White House reporters Peter Baker and Maggie Haberman launched the misinformation last week in “Trump Targets Anti-Semitism and Israel Boycotts on Campus” (click “expand”):
President Trump plans to sign an executive order on Wednesday targeting what he sees as anti-Semitism on college campuses by threatening to withhold federal money from educational institutions that fail to combat discrimination, three administration officials said on Tuesday.
The order will effectively interpret Judaism as a race or nationality, not just a religion, to prompt a federal law penalizing colleges and universities deemed to be shirking their responsibility to foster an open climate for minority students. In recent years, the Boycott, Divestment and Sanctions -- or B.D.S. -- movement against Israel has roiled some campuses, leaving some Jewish students feeling unwelcome or attacked....But critics complained that such a policy could be used to stifle free speech and legitimate opposition to Israel’s policies toward Palestinians in the name of fighting anti-Semitism.
After accusing Trump of possibly “emboldening white supremacists like those in Charlottesville, Va., in 2017,” they cited pertinent anti-Semitic examples from campus, before again misleading about what the Executive Order would do:
....Mr. Trump’s order will have the effect of embracing an argument that Jews are a people or a race with a collective national origin in the Middle East, like Italian Americans or Polish Americans.
But that’s wrong, insisted many who read it, including Slate. Twitterati who initially reacted with fear based on Times reporting admitted the order did not redefine Judaism as a national origin.

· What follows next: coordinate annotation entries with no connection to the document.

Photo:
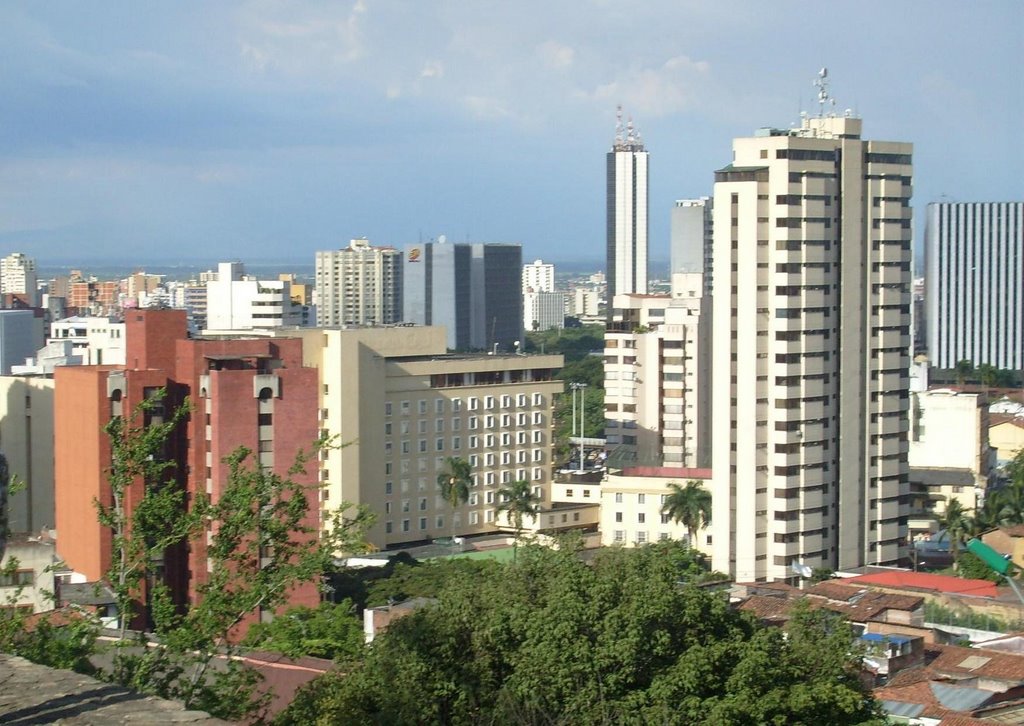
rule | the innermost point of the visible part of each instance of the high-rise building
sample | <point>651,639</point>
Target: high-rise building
<point>236,301</point>
<point>358,286</point>
<point>811,350</point>
<point>691,238</point>
<point>539,276</point>
<point>473,290</point>
<point>399,406</point>
<point>627,213</point>
<point>543,311</point>
<point>245,391</point>
<point>974,284</point>
<point>656,358</point>
<point>17,276</point>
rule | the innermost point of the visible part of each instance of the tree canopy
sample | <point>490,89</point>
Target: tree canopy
<point>552,640</point>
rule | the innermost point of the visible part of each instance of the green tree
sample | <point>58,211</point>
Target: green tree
<point>519,501</point>
<point>956,523</point>
<point>549,639</point>
<point>963,370</point>
<point>689,505</point>
<point>455,481</point>
<point>260,545</point>
<point>330,631</point>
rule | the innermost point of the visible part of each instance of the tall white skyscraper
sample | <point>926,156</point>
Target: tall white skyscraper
<point>539,276</point>
<point>627,213</point>
<point>358,286</point>
<point>811,350</point>
<point>17,276</point>
<point>974,284</point>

Hot Air argued “This is one of those journalistic errors that would not have been made if not for the left-leaning media’s pre-existing hostility to Trump.”
But The Times didn’t get the message. Last Friday came “Unease at Trump’s Order To Tackle Anti-Semitism.”
Left-wing Max Fisher’s “Interpreter” column Monday used convoluted reasoning: “An Order Combating Hate Revives Questions of Identity”:
The order is ambiguous as to whether it sees Jews as a distinct nationality or a minority race, but either interpretation aligns with Mr. Trump’s preoccupation with defining, and policing, the boundaries of identity.
And the order’s creation of special status for Jews, but not other religious minorities, follows Mr. Trump’s habit of welcoming some demographic groups into the rights and protections of American identity and excluding others. Tellingly, the singling out of Jews for special protection in the order left some feeling still more exposed.
Fisher waved away the long-standing Jewish tradition of identifying with Israel:
The Israeli national narrative, of a long-forgotten homeland waiting to be rediscovered by a citizenry scattered by history, implies a Jewish identity that is innately ethnic and national. Still, American Jewish attitudes toward Israel are cooling; national fealty, for many, is a stretch.
The Times has long been hostile toward fighting too hard against anti-Semitism on campus, while accommodating radical pro-Islamic voices.